What customers think restaurant staff do vs. what actually happens

There are two versions of the hospitality industry.

The one customers imagine, and the one that actually exists behind the kitchen doors.

Let’s compare.

What customers think happens:

Servers glide across the floor like customer service swans. Little butterflies that flutter through the air.

Bartenders free-pour to your expectations with artistic passion.

Managers monitor calmly from the sidelines.

Food magically appears at the perfect temperature — every time.

Everyone is smiling because they love you and they love that you are dining at their beloved job.


What actually happens:

The printer sounds like it is summoning something demonic.

Someone just got triple sat and is acting like they have just gotten struck by a bus.

The bartender is three Red Bulls deep and fighting for their sanity.

A server — or two — is crying is dry storage.

And a manager just said, “We are family here,” which is code for, “No, you in face are not cut.”

Let me explain:

Currently as a food runner/Expoditor, I do everything except wait the tables and cook the food. And manage of course. Even though some days we ALL feel like we could hold that position well.

I am:

  • Sprinting plates across the restaurant.
  • Checking modifications so no one gets glutened.
  • Running refills.
  • Fixing expo mistakes.
  • Grabbing ranch. It’s always the ranch.
  • Cleaning tables.
  • Restocking.
  • and the list goes on.

One night we were slammed.

Short staffed.

Full restaurant.

Expo screen lit up like Times Square.

I had plates and trays and cups stacked up my arms like a balancing act from hell.

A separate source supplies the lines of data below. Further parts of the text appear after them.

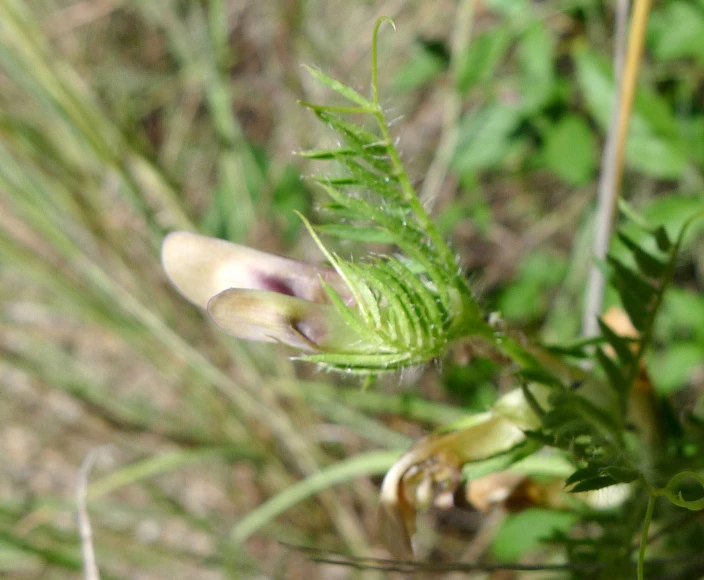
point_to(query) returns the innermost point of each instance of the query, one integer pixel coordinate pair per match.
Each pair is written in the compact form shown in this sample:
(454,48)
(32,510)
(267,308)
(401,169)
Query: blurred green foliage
(117,126)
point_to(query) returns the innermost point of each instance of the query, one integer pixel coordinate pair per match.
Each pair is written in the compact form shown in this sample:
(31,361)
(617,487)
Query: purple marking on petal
(273,284)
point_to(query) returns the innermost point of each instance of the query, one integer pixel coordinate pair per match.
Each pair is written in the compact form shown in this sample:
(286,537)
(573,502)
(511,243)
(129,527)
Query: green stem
(644,535)
(410,195)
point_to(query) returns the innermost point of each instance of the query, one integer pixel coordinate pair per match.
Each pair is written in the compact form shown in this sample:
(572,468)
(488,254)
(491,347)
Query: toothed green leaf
(616,378)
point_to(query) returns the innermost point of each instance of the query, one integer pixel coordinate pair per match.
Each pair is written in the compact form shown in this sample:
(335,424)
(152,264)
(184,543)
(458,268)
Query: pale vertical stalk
(626,66)
(90,568)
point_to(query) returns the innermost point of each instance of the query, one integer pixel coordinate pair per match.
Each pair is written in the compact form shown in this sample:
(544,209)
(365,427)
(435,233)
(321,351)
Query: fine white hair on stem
(608,182)
(90,568)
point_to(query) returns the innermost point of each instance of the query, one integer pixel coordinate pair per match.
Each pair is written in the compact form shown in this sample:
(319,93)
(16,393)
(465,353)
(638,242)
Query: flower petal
(438,457)
(201,267)
(272,317)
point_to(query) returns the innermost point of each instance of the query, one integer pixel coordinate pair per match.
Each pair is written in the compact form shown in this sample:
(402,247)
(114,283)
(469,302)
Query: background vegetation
(121,121)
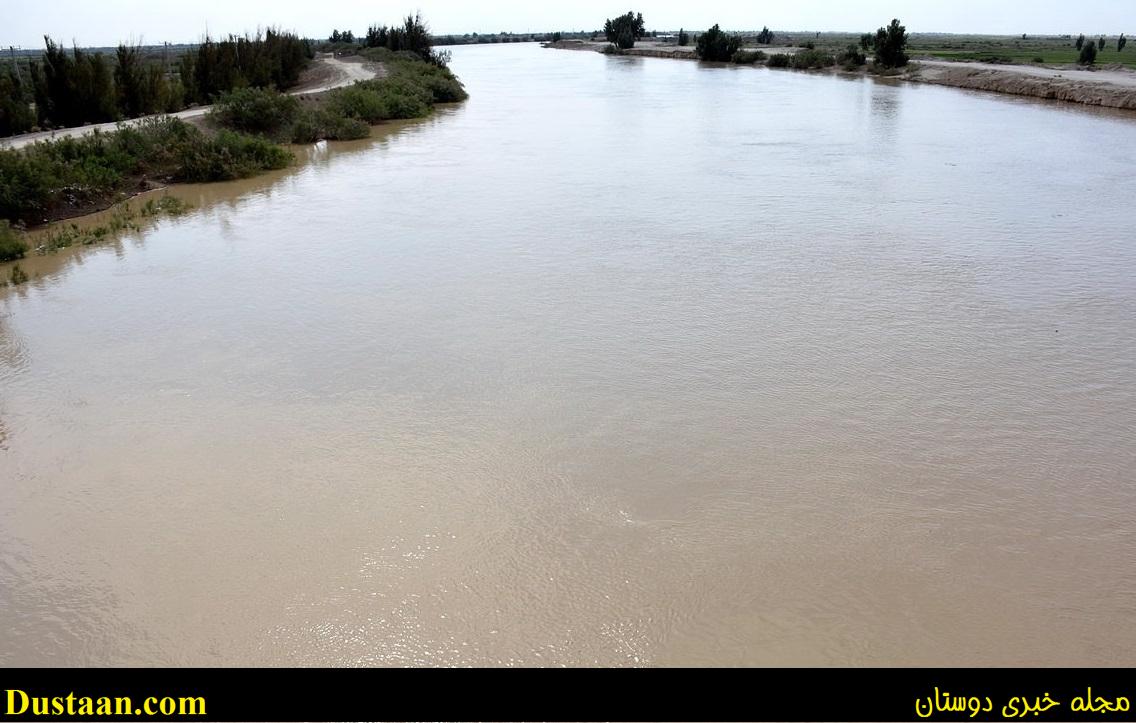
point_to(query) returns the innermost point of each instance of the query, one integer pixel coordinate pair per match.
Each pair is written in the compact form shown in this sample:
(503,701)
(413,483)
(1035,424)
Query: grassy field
(1041,49)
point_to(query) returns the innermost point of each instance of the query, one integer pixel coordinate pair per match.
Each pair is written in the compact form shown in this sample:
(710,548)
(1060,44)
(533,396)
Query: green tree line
(65,89)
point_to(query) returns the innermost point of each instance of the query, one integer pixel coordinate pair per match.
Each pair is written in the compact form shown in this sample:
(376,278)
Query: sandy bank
(326,73)
(1113,88)
(1110,89)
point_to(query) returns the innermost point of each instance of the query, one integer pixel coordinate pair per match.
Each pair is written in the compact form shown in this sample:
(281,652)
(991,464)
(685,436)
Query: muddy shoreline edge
(1109,89)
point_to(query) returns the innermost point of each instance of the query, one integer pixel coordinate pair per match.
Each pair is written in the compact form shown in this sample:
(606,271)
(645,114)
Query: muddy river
(623,362)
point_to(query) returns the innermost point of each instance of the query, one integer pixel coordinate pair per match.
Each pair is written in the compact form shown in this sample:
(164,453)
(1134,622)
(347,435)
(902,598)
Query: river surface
(624,360)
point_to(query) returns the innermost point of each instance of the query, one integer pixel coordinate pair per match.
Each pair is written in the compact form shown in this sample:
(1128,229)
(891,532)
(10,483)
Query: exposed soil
(1112,86)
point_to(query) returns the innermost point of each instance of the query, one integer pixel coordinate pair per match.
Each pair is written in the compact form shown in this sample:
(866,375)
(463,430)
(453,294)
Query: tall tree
(625,30)
(891,44)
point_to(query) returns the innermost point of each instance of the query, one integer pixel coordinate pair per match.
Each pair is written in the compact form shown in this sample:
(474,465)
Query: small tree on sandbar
(891,44)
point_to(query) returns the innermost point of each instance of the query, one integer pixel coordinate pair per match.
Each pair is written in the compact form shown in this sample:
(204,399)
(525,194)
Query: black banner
(568,695)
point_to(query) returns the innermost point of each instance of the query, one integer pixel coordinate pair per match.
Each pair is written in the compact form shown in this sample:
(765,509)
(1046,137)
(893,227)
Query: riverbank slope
(1113,86)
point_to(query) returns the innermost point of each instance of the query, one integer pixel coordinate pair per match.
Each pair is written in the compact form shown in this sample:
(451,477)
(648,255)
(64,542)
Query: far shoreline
(1111,88)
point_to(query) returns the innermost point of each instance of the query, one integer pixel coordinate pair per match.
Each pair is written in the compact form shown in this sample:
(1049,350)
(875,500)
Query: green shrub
(852,57)
(718,46)
(17,276)
(1087,53)
(891,44)
(442,84)
(324,125)
(808,59)
(748,57)
(228,156)
(11,246)
(256,110)
(359,101)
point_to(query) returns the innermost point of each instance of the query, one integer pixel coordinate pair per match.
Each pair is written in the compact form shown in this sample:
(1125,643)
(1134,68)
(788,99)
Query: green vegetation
(124,218)
(69,175)
(852,57)
(1087,53)
(17,275)
(411,36)
(716,44)
(748,57)
(257,110)
(891,44)
(273,60)
(11,246)
(811,59)
(68,89)
(625,30)
(72,175)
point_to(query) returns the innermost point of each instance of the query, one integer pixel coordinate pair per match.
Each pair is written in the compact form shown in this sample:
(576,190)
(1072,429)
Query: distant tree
(377,36)
(624,30)
(716,44)
(891,43)
(1087,53)
(852,57)
(130,79)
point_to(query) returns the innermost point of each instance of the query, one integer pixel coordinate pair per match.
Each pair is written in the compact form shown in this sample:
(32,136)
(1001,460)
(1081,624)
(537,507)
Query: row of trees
(274,59)
(411,36)
(74,88)
(1102,43)
(625,30)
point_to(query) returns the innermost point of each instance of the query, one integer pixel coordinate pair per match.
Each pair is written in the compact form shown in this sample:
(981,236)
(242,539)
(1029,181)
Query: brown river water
(624,360)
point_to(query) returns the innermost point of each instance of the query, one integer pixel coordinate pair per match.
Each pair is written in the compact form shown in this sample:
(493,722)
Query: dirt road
(331,71)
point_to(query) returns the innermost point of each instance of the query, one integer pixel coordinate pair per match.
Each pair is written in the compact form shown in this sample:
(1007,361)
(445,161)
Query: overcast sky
(108,22)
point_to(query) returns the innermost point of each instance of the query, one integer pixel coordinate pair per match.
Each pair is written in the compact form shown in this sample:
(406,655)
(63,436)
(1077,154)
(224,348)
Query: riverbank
(326,73)
(244,134)
(1113,86)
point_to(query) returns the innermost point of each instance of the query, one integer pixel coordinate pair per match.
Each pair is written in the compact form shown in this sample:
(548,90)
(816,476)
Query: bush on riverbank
(748,57)
(810,59)
(55,179)
(257,110)
(718,46)
(65,89)
(11,246)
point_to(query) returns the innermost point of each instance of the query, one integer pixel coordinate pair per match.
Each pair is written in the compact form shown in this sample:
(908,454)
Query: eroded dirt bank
(1111,88)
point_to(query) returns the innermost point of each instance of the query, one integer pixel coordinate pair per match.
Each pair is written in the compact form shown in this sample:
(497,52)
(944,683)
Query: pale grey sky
(108,22)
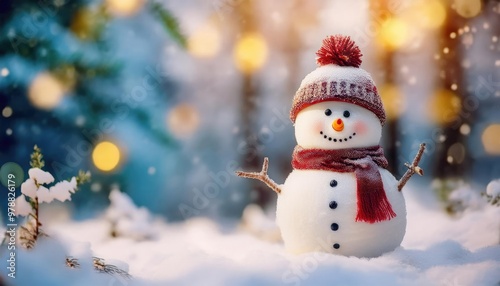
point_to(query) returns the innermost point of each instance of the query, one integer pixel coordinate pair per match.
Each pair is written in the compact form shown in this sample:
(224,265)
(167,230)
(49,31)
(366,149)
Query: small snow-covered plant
(128,220)
(35,190)
(492,194)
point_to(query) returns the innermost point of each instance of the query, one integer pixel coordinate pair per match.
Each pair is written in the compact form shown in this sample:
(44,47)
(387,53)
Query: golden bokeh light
(393,101)
(106,156)
(491,139)
(205,42)
(444,107)
(250,53)
(183,120)
(45,91)
(124,7)
(393,34)
(467,8)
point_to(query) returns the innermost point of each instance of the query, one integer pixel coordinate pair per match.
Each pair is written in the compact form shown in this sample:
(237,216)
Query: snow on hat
(338,78)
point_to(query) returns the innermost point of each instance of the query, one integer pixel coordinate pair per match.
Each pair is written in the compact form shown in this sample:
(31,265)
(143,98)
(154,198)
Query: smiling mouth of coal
(326,137)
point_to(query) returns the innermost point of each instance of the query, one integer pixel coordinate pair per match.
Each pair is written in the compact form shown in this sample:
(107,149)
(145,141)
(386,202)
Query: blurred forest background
(165,99)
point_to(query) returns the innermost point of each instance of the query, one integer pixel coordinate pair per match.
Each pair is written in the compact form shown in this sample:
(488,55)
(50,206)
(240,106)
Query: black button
(333,183)
(334,226)
(333,205)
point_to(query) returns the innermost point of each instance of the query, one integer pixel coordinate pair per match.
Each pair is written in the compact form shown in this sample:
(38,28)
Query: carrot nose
(338,125)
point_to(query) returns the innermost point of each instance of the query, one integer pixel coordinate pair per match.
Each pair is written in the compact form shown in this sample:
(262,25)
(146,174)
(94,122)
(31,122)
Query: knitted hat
(338,78)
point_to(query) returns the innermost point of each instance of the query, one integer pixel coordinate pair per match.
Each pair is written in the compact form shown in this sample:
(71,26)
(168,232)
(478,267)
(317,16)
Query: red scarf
(373,205)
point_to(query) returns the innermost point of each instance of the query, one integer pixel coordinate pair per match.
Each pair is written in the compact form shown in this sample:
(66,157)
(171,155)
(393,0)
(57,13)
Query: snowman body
(316,209)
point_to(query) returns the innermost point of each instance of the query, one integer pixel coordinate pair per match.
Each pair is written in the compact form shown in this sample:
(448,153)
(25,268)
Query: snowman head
(337,105)
(337,125)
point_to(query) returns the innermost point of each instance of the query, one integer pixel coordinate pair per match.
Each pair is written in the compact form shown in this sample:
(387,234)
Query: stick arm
(261,176)
(413,168)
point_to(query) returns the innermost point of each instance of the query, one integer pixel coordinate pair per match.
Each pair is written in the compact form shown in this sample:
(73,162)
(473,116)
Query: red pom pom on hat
(339,50)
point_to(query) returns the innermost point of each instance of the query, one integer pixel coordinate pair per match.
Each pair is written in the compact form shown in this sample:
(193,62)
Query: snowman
(339,198)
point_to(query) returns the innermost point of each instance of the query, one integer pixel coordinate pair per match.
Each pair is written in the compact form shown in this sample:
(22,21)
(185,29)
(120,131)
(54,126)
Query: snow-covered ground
(437,250)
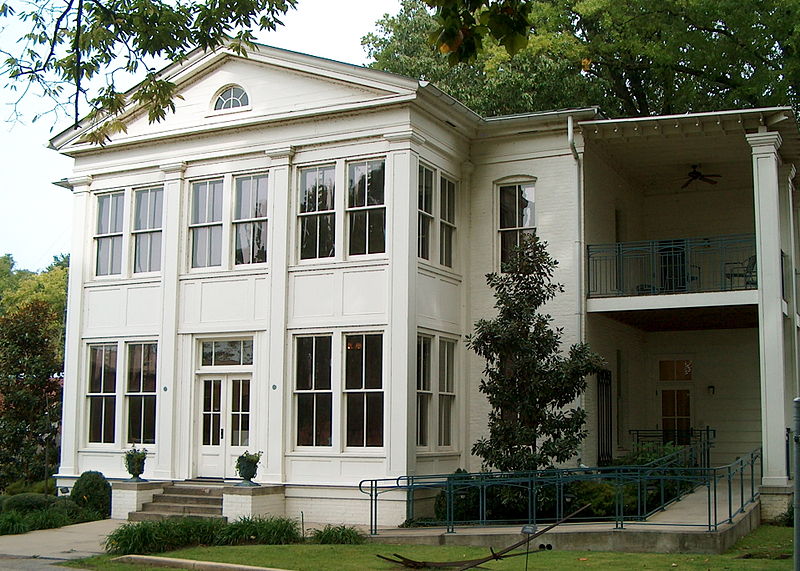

I was weaving through tables, dodging toddlers, mentally tracking which burger had no onion, which pasta had extra sauce, and which steak was medium but not “medium-medium”.

At one point, I walked into the back, leaned against the wall for exactly 12 seconds, stared into the abyss, and thought:

“Wow. I am absolutely feral right now.”

Then I fixed my face and walked back out.

Because food runners dont get the dramatic table moments.

We get the backstage chaos.

We absorb:

  • Server stress
  • Kitchen stress
  • Manager stress
  • Customer impatience

We are the shock absorbers.


Daily writing prompt
What is your favorite drink?

Clocked In & Unhinged isn’t about instability.

It’s about being overstimulated and still functioning at a high level.

Its smiling while carrying 40 pounds of sizzling fajitas. Talk about a spa day.

Its saying “Coming right up!” when your calves are rebelling and you know the kitchen just now put the salmon on the grill.

It’s being the reason service flows… without being seen.

And heres the wild part:

You develop insane awareness.

You can feel when a shift is about to go bad.

You can tell when a coworker is one comment away from a heading to the dry storage with the other two servers that are already there.

You can read tension before words are even spoken.

Because in this industry? You survive by reading the room.

If you’ve ever:

  • Hidden in dry storage (to cry… duh!)
  • Eaten fries like an animal over the trash can.
  • Said “Behind!” 400 times in one hour.
  • Driven home in complete silence because your brain was still buzzing

You’re not dramatic.

You’re not weak.

You’re just clocked in, and slightly unhinged.

This is the first entry in Clocked In & Unhinged — where we talk about what the shift life really looks like… and why we still show up anyway.